Três coisas: 33 anos, goleiro e camisa 13 do Getafe. Tudo se explica daí.

David Soria é o tipo de jogador que a La Liga conhece bem — experiente o suficiente para não ser surpreendido, jovem o suficiente para ainda ser solução. Mas há uma lacuna que persiste na trajetória do goleiro espanhol, e ela não cabe numa ficha técnica. Cabe numa pergunta: o que fazer com um título europeu conquistado há dez anos quando o presente parece menor do que o passado?

O que ele ainda não resolveu

Há uma ironia silenciosa na carreira de David Soria. Em 2016, ele fazia parte do elenco do Sevilla que conquistou a UEFA Europa League — e foi tão relevante naquela campanha que figurou no Squad of the Season da competição. Aos 23 anos, estava no topo. A trajetória apontava para cima, para os grandes estádios da Europa, para a briga por convocações e manchetes.

O problema é que a carreira raramente segue o roteiro que a gente escreve depois de uma noite de glória. Dez anos depois, Soria defende o Getafe, clube de solidez modesta na primeira divisão espanhola, e enfrenta uma temporada 2025/2026 que mal começou para ele — apenas 1 jogo disputado até aqui. Não é irrelevância. É algo mais difícil de nomear: a sensação de um jogador que já provou que pode ser grande, mas que ainda não encontrou o espaço definitivo para ser insubstituível…

E aí vem o problema.

Onde está hoje em relação a esse buraco

Com 192 cm e 85 kg, Soria tem o físico que qualquer comissão técnica deseja numa baliza. A estatura imponente favorece os cruzamentos, o posicionamento nas bolas aéreas, a presença que intimida atacantes em situações de um a um. São atributos que não somem com a idade — se bem trabalhados, amadurecem.

Mas a temporada atual conta uma história de parcimônia. Um único jogo registrado até agora, sem gols sofridos contabilizados nas estatísticas disponíveis, sem assistências — o que, no caso de um goleiro moderno, também é um dado relevante, já que a saída de bola com os pés se tornou moeda de troca no futebol contemporâneo. Não dá para saber, com os dados em mãos, se Soria está disputando posição no elenco, se enfrentou algum revés físico ou simplesmente aguarda sua vez no calendário. O que é certo: o relógio corre.

Pense num músico de jazz que gravou um álbum clássico aos 23 anos e passou a década seguinte tocando em clubes menores. O talento não foi embora. A visibilidade, sim. É esse o dilema de Soria — não a competência, mas o palco…

O caminho técnico para tapá-lo

Para um goleiro de 33 anos que carrega no currículo um título europeu e um prêmio individual da UEFA, o caminho de volta à protagonismo passa menos por estatísticas e mais por constância. Sequência de jogos. Presença. A confiança que só se constrói quando o treinador não hesita antes de escrever o nome na escalação.
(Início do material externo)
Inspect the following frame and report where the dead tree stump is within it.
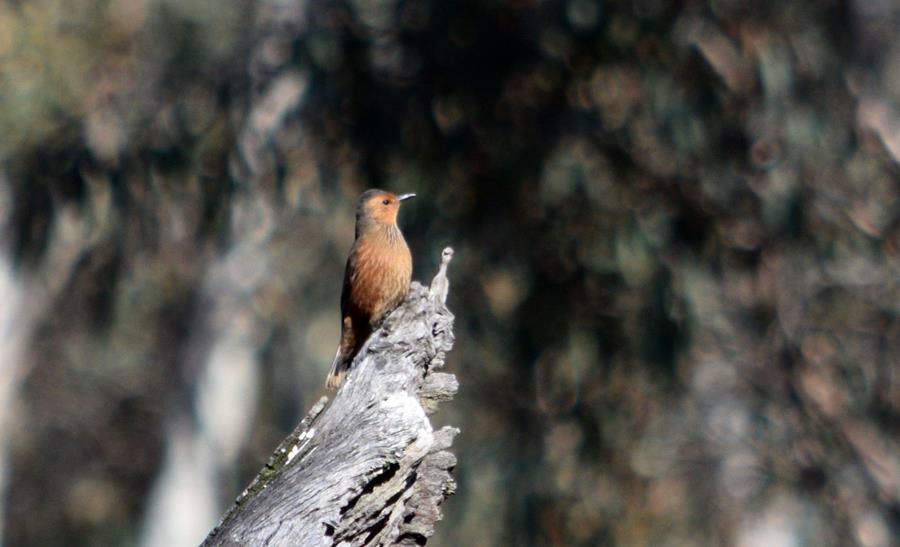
[203,247,459,546]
No Getafe, clube que historicamente valoriza organização defensiva e pragmatismo tático, um goleiro com a leitura de jogo que Soria demonstrou em momentos anteriores da carreira pode ser exatamente o que o sistema precisa — desde que a comissão técnica lhe dê o espaço para provar. O problema de jogadores nessa faixa etária não costuma ser técnico. É de oportunidade. De tempo de jogo. De confiança institucional.

A temporada 2025/2026 ainda está em curso, e uma sequência de partidas pode mudar radicalmente a leitura sobre seu momento. Um goleiro não precisa de dez jogos para se firmar. Às vezes, três ou quatro atuações sólidas bastam para reposicionar a narrativa — e Soria, que já viveu isso em 2016 com o Sevilla, sabe como poucos o que é transformar uma janela curta em legado duradouro, como ficou registrado em matéria do SportNavo sobre o perfil de goleiros espanhóis na elite europeia.

O que isso destrava na carreira

Se Soria conseguir se firmar como titular absoluto do Getafe na segunda metade da temporada 2025/2026, o efeito vai além do clube. Aos 33 anos, ele ainda tem dois ou três anos de futebol de alto nível pela frente — o que, para um goleiro, é tempo suficiente para construir um segundo capítulo relevante.

A referência da Europa League de 2015-16 não é apenas nostalgia. É prova de catálogo. Qualquer clube que precise de um goleiro experiente, com bagagem europeia e estabilidade emocional, tem em Soria um nome que resiste ao tempo. Mas esse valor só se mantém ativo se houver jogo. Sem minutos em campo, o currículo envelhece mais rápido do que o atleta.

O que está em jogo não é só a camisa 13 do Getafe. É a possibilidade de Soria escrever um final de carreira à altura do começo — e de provar que o melhor goleiro que ele pode ser ainda não foi visto em campo.